Metropolitan News-Enterprise

 

Monday, June 29, 2020

 

Page 1

 

Third District C.A. ‘Eschews’ Reference to ‘Anti-SLAPP’ Motions

Just Call Them ‘Special Motions to Strike,’ Justice Butz Says; Opinion Affirms Denial of Motion By Law Firm, Sued for Alleged Complicity in Wrongful Collection Tactics Following Judgment

 

By a MetNews Staff Writer

 

The Third District Court of Appeal yesterday repudiated references to “anti-SLAPP” motions.

Its announcement that it won’t use the term anymore came in an unpublished opinion declaring that a law firm’s postjudgment collection efforts did not qualify as protected activity.
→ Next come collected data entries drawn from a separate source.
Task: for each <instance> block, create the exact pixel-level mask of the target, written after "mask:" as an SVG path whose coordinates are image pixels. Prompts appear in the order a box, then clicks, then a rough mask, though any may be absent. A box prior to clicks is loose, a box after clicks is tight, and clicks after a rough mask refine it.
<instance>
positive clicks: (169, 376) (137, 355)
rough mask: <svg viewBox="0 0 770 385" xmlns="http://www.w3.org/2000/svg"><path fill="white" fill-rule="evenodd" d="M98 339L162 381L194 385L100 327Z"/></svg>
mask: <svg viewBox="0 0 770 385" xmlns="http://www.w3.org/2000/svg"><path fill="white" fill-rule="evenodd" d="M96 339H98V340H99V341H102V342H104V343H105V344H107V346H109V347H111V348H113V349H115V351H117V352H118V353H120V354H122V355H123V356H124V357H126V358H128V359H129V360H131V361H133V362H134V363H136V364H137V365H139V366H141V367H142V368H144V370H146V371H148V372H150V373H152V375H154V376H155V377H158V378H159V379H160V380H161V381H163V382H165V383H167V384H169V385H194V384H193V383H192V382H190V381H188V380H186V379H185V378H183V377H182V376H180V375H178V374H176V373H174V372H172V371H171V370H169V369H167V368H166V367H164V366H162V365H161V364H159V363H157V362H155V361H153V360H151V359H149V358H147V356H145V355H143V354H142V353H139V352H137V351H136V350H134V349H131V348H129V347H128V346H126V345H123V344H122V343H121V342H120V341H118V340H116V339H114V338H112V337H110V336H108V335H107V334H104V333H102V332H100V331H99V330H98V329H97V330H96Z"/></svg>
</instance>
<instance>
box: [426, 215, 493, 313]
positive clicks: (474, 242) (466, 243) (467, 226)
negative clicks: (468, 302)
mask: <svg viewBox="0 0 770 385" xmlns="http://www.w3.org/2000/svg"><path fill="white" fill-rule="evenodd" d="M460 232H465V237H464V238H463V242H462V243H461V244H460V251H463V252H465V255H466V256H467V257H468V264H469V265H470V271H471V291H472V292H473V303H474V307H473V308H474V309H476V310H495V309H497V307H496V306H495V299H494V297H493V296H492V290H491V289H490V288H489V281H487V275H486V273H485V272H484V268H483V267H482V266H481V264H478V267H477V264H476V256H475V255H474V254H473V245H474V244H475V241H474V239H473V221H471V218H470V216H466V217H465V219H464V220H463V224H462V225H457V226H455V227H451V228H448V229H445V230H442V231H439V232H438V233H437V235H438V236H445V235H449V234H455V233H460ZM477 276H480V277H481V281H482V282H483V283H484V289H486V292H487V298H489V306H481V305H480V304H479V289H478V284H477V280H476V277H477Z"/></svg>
 “Defendant Hunt & Henriques (law firm) appeals from the trial court’s order denying its special motion to strike,” Justice M. Kathleen Butz advised, adding in a footnote:

“We eschew use of an acronym often used to label this motion….The acronym grew out of the statute’s initial focus. However, with the blessing of the Legislature and the courts, this statute has been applied in contexts across the litigation spectrum, and the acronym is no longer accurate. The proceeding should simply be called what it is—a special motion to strike.”

“SLAPP” is an acronym for “strategic lawsuit against public participation.”

CCP §425.16

The special motion to strike is authorized by Code of Civil Procedure §425.16, which declares:

“A cause of action against a person arising from any act of that person in furtherance of the person’s right of petition or free speech under the United States Constitution or the California Constitution in connection with a public issue shall be subject to a special motion to strike, unless the court determines that the plaintiff has established that there is a probability that the plaintiff will prevail on the claim.”

Yesterday’s opinion says that a motion does not lie under §425 where the defendant, a San Jose debt collection firm, was sued not in connection with litigation—which is protected activity—but based on allegations of wrongful acts in attempting to collect on a judgment.

Payment Made

The plaintiff is Marianne K. Lourick. A default judgment was obtained against her in 2012; she subsequently came to an agreement with the judgment creditor to pay a smaller sum—$6,200; she made payment by a cashier’s check; the payment was applied to the wrong account and she was told she still owed $6,200.

She sued for wrongful debt collection practices and Hunt & Henriques brought an anti-SLAPP motion.

“Section 425.16 protects all petitioning activity of a defendant, such as litigation,” Butz noted, adding that “[t]his includes any conduct in furtherance of the right to petition.”

But, she said, the protected conduct must be what triggered the lawsuit, and not merely “lurk in the background as the reason why the dispute between the parties arose.”

Argument Off Point

Butz remarked:

“[W[e do not understand why defendant law firm belabors the status of its 2012 conduct as protected activity.  No one disputes this.”

What is in issue, the jurist explained, is the law firm’s conduct in 2015 and 2017 in connection with collection efforts.

Butz said the conduct described in the complaint “gives rise to a rational inference that defendant law firm was acting in concert with other entities associated with its principal to try to exact a double payment from Lourick on a debt already satisfied, which is the gist of the trial court’s ruling.”

No Rational Connection

She wrote:

“Such conduct, then, would not have any rational connection with the enforcement of a valid underlying judgment, a flag defendant law firm waves vigorously throughout its briefing. Instead, this conduct and the subsequent collection efforts would be independent conduct knowingly untethered to any unsatisfied judgment. As a result, it is not conduct within the protection of section 425.16.”

The case is Lourick v. Hunt & Henriques, C086203.

The anti-SLAPP statute was enacted in 1992.

Its name is derived from an article by two law professors, Penelope Canan and George W. Pring, titled “Comment, Strategic Lawsuits Against Public Participation: An Analysis of the Solutions,” which appeared in the 1990/1991 issue of the California Western Law Review. Their writings on the subject appeared earlier in other publications, and the term “strategic lawsuit against public participation” was used in California opinions even before the statute was enacted.

What are now commonly referred to as “anti-SLAPP” motions were initially referred to as “SLAPP” motions.